Selling a home is never easy, so expecting something after just 2 months is premature.
I do not recommend renting this property. Having a pool requires maintenance and upkeep. Even if you offered to share the cost of upkeep and water, you still risk damage to the filter system and yard maintenance. You should have an inspector go through the property so you have an idea of things that may come up in a negotiation.
Market this house – get a realtor that will promote your property and get your home listed on the web, craiglist, newspapers, etc..
Hang in there.
the market will eventually swing the other way. i’d keep it if you can.
I would say it depends on how long you can hold on to the property without losing it. To be honest, I do not expect the market to come back anytime soon. Interest rates are what fueled this housing market! For your future home purchases, follow this rule – make your money when you buy. What I mean by this is buy houses 70-80% below market (this is easily done in a buyers market) and sell 20-30% above market (sellers market) and you will not go wrong! So I would say if you can, hold on to the house.
rent it as vacation rental go to VRBO.COM they can get you 800 to 1000 a week as vacation property !!I know I use them !!!
Try offering owner carried financing, You can sell the mortgage afterwards. You can usually get a higher price for the house and a higher interest rate that way, and more buyers… You have to be carefull to do a through credit and background check too.
Also, you are getting a 100% loss on your mortgage payments now, so that 300-500 per month loss if you rent, is a smaller loss than the 100% loss. You can charge more for rent on a lease with option to buy, but again, through background and credit check.
Or You can look at a lease-option, rent to families or people who cannot qualify for a bank loan but have the income to pay your desired rent (which can be above market) and give them the option to buy end the end of the agreed term, say 3 years.
Good part for a family or couple looking to buy is if they pay rent on time and build up a good rating, they may qualify for a loan or save up more for a deposit….
You can find out more here–to-own-property.blogspot.com
But always surround yourself with a good lawyer and accountant who specialise in property.
Good luck
Not sure if this would help. Usually, a housing market correction last for years. It is unlikely things will brighten up in a few months, afterall, this bubble took 5 years for form.
It might be better to give some discount so you unload the house quickly and can use the gain of the home to make money elsewhere quickly. At the same time, you will save money by not paying mortgage for the next 5 months.
For example, if mortgage is $2500/mo. and you have $300,000 gain sitting in the house, by selling it now rather than 5 months later will save you $12500. It will also earn you as much as $7000 from interests (Assuming CD are paying 5.5% or higher).
Total financial benefit for selling early would be $20,000. I would give buyer some discount just because of that.
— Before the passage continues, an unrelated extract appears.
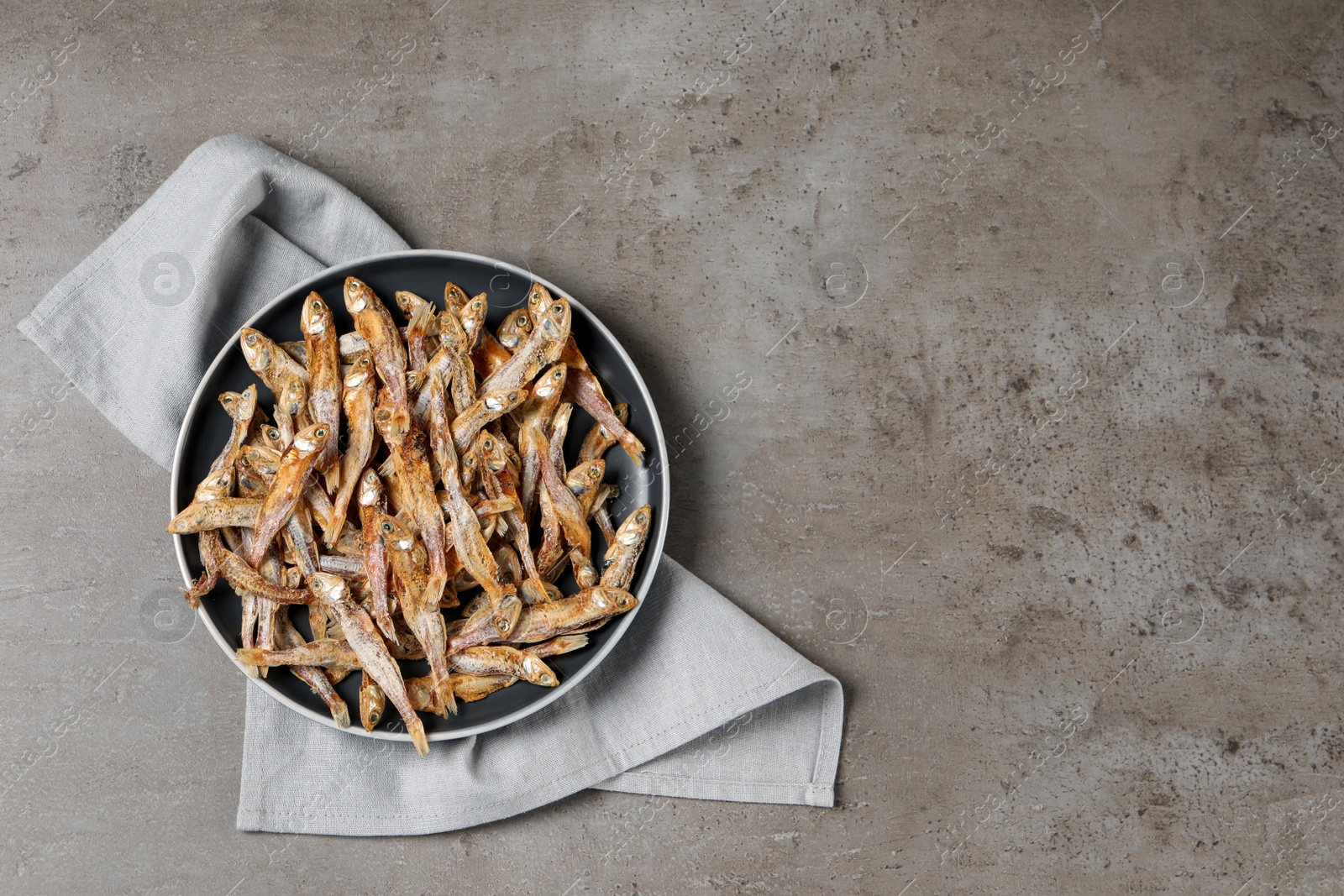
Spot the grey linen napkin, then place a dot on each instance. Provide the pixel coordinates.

Finally, keeping a house in selling condition is a lot of work. If your realtor does staging, it costs extra to rent furnitures. If you are living in the unit, it takes extra effort to keep it clean. So, sell it fast!
Homes are always selling and the best home for the best price is always getting showings. If it’s that dead for you after 2 months then your priced far enough over your competition that it doesn’t even look good on paper. If you can sell it now and make a profit you should. Take your money elsewhere and get a better return on investment you should do it. Don’t just stick you head in the sand.
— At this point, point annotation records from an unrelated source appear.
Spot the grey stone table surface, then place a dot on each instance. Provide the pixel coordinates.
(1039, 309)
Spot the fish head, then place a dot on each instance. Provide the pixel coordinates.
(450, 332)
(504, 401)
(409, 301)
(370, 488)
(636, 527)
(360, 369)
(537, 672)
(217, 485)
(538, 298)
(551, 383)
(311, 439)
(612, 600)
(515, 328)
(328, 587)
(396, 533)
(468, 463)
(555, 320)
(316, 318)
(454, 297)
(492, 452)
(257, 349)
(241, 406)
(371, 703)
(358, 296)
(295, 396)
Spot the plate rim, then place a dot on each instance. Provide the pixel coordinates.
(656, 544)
Remember when the stock market started going down and everyone held out thinking it was about to go back up? They could of sold and got into a better equity like gold and done just fine. Now it did come back some..but that’s a lot of lost time that money could of been working for their owners.
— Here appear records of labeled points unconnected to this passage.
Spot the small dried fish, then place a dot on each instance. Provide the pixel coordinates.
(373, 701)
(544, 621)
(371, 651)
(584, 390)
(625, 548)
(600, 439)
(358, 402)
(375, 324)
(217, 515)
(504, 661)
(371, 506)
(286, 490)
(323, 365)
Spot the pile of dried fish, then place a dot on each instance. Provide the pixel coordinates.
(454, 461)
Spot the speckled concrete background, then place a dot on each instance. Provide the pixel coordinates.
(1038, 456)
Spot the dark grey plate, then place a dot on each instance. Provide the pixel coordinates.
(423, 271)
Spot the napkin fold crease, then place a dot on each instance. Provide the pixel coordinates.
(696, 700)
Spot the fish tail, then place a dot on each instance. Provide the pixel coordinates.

You likely calculated your price based off area appreciation during the time you held it and locked in on how much you want to make. That isn’t how you calculate value. You have to price it at current market conditions to get a sale.
Now, if your willing to hold your home for 2 years at a $500 dollar month loss, maybe you drop your house that $12,000 dollars before your destroy your house with renters. On the other hand you could wait speculatively hoping the market comes back (it will eventually) or that rents will go up (they are)
Personally, I believe you’d be better off taking what money you made and moving it into a better investment that will actually make you a return over the next couple years.